La Cour de cassation a confirmé, ce 26 novembre, la condamnation de Nicolas Sarkozy à un an d’emprisonnement dont six mois ferme pour financement illégal de sa campagne présidentielle de 2012. Cette décision rend sa condamnation définitive. Il sera prochainement convoqué par le juge d’application des peines.
L’affaire Bygmalion avait mis en évidence un système de double facturation destiné à masquer le dépassement massif du plafond légal des dépenses de campagne : près de 43 millions d’euros dépensés au lieu des 22,5 millions autorisés, une partie ayant été illégalement imputée à l’UMP via de fausses conventions. Sarkozy a toujours nié toute responsabilité.
Cette décision intervient dans un contexte judiciaire déjà très lourd pour l’ancien président :
- Il est placé sous contrôle judiciaire après près de trois semaines de détention liées à sa condamnation à cinq ans de prison, dont un ferme, pour association de malfaiteurs dans l’affaire du financement libyen présumé de sa campagne de 2007. Son procès en appel est prévu en 2026.
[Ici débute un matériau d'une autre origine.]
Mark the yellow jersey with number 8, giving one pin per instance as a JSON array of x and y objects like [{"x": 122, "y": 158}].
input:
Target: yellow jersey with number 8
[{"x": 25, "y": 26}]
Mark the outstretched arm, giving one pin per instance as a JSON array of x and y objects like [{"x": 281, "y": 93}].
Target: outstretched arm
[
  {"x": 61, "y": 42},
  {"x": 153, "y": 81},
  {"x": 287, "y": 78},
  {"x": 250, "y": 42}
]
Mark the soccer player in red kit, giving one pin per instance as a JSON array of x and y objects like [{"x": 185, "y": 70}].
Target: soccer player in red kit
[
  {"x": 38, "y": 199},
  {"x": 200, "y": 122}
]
- Il a également été définitivement condamné à un an de prison ferme sous bracelet électronique dans l’affaire des écoutes (« Paul Bismuth »).
- Il est mis en examen depuis 2023 dans une autre branche de l’affaire libyenne, liée à une possible tentative de manipulation de témoignage.
- Une enquête préliminaire est en cours sur ses activités de conseil en Russie pour possible trafic d’influence.
Âgé de 70 ans, Nicolas Sarkozy continue de contester l’ensemble des accusations.